Resolutions of the Annual General Meeting
24 March 2023 at 11.45 am EET
Resolutions of Gofore Plc’s Annual General Meeting and Organisation Meeting of the Board of Directors on 24 March 2023
The Annual General Meeting of Gofore Plc was held on 24 March 2023 at 10 am EET at Kalevantie 2, 33100 Tampere. Shareholders and their proxy representatives could participate in the Annual General Meeting and exercise their rights both by voting in advance and by making counterproposals and presenting questions in advance, and exercising their voting and speaking right onsite the meeting.
The minutes of the General Meeting in Finnish will be available on Gofore Plc’s website at https://gofore.com/en/invest/governance/annual-general-meeting-2023/ latest on 7 April 2023.
Adoption of the financial statements
The Annual General Meeting adopted the company’s financial statements for the financial period from 1 January–31 December 2022.
Dividend of EUR 0.34 per share
The Annual General Meeting confirmed a dividend of EUR 0.34 per share to be paid for the financial period 1 January– 31 December 2022. The total amount of dividend is EUR 5,272,084.88, calculated on the basis of the outstanding shares as per the day of the Annual General Meeting.

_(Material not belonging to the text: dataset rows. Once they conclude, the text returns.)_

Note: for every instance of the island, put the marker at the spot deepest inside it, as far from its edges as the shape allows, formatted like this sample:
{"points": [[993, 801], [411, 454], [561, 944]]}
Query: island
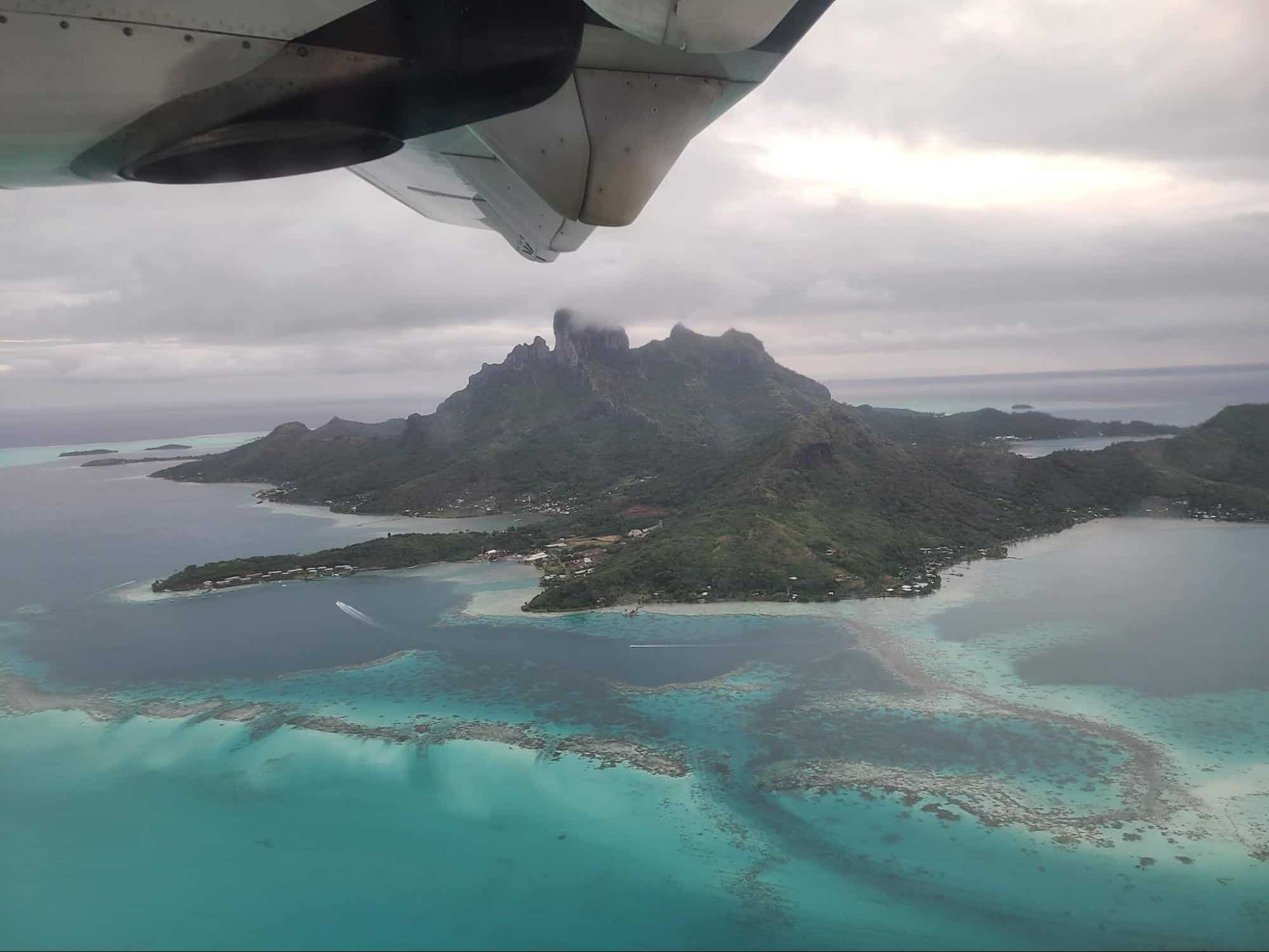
{"points": [[697, 469], [124, 461]]}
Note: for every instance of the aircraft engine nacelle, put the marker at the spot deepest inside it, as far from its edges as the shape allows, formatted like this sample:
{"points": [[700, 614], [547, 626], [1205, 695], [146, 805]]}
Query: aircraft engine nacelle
{"points": [[192, 93]]}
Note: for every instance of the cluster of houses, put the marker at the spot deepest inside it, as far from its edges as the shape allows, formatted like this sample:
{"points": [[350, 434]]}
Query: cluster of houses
{"points": [[317, 572]]}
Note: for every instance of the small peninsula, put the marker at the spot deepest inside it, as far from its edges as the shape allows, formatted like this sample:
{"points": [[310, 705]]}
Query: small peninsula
{"points": [[697, 469]]}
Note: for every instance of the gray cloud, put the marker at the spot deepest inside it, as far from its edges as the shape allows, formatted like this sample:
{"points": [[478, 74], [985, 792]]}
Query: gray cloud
{"points": [[320, 285]]}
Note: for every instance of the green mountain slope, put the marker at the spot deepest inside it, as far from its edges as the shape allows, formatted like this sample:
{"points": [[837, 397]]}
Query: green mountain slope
{"points": [[758, 484]]}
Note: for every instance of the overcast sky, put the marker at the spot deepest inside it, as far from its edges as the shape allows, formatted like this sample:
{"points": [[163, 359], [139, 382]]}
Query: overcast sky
{"points": [[923, 187]]}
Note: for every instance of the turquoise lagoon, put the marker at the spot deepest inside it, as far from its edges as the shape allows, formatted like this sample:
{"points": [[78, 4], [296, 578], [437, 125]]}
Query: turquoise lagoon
{"points": [[1061, 750]]}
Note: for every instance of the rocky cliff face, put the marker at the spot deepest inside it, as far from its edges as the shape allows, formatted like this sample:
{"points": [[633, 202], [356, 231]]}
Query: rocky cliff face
{"points": [[578, 342]]}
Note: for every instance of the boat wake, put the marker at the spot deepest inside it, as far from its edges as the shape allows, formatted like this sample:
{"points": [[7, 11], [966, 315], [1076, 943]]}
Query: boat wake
{"points": [[359, 616]]}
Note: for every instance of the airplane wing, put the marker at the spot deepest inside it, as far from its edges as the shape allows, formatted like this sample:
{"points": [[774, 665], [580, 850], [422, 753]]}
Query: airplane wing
{"points": [[537, 121]]}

The record date for the dividend distribution will be 28 March 2023 and the dividend payment date will be 4 April 2023.
Resolution on discharge from liability
It was resolved to discharge the members of the Board of Directors and the CEO from liability for the financial period of 1 January–31 December 2022.

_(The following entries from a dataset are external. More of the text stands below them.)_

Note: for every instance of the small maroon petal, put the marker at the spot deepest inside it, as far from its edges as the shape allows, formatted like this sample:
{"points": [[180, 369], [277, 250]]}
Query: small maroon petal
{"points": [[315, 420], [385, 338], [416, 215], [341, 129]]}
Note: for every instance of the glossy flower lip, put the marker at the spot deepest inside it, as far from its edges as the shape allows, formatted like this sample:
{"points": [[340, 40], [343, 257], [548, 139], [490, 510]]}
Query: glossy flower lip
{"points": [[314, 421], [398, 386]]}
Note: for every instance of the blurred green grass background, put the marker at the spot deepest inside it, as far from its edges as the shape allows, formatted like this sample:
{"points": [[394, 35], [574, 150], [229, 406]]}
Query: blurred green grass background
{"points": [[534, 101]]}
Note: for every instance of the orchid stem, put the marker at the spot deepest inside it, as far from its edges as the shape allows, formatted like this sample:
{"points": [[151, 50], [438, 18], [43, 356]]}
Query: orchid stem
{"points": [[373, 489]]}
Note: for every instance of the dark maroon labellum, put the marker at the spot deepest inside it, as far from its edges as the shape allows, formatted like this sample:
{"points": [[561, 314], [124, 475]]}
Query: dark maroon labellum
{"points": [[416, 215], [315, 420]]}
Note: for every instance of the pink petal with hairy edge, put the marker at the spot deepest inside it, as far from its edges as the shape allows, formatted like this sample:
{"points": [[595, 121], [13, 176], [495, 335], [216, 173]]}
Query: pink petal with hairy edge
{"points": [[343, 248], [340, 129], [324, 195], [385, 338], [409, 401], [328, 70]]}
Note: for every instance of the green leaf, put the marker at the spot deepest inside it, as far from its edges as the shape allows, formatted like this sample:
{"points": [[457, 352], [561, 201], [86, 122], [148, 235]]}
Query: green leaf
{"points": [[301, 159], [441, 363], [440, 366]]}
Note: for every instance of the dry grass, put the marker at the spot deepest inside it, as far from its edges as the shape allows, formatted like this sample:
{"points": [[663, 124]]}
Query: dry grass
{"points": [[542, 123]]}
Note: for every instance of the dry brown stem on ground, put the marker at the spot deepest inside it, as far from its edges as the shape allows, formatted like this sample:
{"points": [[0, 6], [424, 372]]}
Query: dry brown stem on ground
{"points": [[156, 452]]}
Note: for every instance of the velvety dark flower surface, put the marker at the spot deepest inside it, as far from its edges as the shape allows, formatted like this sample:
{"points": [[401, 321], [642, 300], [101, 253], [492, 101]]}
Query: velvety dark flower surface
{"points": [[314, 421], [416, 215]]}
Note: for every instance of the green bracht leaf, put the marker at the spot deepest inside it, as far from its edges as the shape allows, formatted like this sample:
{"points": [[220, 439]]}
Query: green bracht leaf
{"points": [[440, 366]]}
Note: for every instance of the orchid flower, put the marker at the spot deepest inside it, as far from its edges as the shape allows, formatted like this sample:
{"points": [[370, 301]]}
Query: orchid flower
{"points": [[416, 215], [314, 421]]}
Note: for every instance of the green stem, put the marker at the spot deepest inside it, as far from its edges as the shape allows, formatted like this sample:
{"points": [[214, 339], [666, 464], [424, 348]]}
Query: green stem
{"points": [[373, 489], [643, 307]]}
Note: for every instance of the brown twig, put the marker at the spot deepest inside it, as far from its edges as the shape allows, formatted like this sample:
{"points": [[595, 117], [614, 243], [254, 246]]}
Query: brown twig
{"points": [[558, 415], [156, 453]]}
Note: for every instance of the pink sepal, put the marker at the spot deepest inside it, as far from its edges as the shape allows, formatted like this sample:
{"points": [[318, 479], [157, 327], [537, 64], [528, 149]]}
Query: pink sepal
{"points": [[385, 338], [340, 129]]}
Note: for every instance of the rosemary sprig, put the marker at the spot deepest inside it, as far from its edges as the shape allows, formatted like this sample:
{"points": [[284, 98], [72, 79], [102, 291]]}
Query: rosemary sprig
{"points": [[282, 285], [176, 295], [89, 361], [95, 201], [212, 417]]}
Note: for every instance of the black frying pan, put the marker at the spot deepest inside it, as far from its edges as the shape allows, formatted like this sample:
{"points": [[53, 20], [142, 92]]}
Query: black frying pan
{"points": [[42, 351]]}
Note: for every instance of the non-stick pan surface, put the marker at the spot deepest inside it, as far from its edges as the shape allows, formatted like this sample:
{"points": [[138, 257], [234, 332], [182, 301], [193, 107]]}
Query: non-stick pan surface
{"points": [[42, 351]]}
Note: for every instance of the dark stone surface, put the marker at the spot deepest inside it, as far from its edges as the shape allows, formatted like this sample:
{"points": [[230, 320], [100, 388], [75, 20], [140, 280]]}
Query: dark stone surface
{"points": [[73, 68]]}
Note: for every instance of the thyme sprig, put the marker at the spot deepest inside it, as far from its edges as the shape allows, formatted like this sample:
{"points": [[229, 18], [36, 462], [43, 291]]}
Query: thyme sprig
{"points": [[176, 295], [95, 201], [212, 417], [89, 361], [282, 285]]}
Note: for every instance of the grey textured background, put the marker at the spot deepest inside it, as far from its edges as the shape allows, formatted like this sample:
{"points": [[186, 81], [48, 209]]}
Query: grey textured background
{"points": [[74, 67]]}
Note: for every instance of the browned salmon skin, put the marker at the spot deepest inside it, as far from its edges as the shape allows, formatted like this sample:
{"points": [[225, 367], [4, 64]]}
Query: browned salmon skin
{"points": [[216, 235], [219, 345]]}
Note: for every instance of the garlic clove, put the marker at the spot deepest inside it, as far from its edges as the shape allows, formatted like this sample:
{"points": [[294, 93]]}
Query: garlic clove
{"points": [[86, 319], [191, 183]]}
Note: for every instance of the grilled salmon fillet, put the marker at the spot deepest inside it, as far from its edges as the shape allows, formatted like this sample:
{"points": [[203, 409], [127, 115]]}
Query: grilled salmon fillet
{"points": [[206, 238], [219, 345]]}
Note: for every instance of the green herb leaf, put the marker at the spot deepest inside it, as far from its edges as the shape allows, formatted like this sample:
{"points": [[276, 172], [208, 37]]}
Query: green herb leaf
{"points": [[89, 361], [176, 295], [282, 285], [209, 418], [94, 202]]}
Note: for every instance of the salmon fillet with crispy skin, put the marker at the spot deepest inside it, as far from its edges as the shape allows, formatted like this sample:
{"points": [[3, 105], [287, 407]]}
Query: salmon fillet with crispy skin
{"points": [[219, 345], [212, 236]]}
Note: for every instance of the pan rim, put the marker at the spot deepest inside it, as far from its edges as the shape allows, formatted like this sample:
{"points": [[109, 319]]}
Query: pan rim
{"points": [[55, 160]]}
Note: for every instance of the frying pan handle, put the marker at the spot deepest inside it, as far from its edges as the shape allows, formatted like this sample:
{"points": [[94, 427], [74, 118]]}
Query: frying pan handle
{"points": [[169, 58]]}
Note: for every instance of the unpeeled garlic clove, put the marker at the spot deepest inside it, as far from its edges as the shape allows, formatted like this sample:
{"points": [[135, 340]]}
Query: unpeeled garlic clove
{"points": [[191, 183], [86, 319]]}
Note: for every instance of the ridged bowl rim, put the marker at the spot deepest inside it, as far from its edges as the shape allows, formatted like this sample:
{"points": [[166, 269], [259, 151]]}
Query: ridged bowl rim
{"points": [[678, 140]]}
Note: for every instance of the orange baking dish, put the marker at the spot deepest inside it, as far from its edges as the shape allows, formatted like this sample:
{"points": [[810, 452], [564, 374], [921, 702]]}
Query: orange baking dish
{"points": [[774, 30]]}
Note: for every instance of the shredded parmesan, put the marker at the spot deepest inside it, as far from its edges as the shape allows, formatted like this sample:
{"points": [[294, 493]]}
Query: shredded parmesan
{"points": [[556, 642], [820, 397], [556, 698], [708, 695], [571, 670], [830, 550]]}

It was resolved to adopt the Remuneration Report for the Governing Bodies.
Remuneration of the members of the Board of Directors
It was resolved that the remuneration for the Chair of the Board is EUR 6,000 per month and for the members of the Board EUR 3,000 per month. In addition, it was approved that the Shareholders’ Nomination Board proposes that each Board Member be paid a fee for each committee meeting as follows: The Chair of the Committee should be paid EUR 800 and other committee members EUR 400 for each meeting. All members of the Board will be compensated for travel expenses against receipt in accordance with the company’s travel policy.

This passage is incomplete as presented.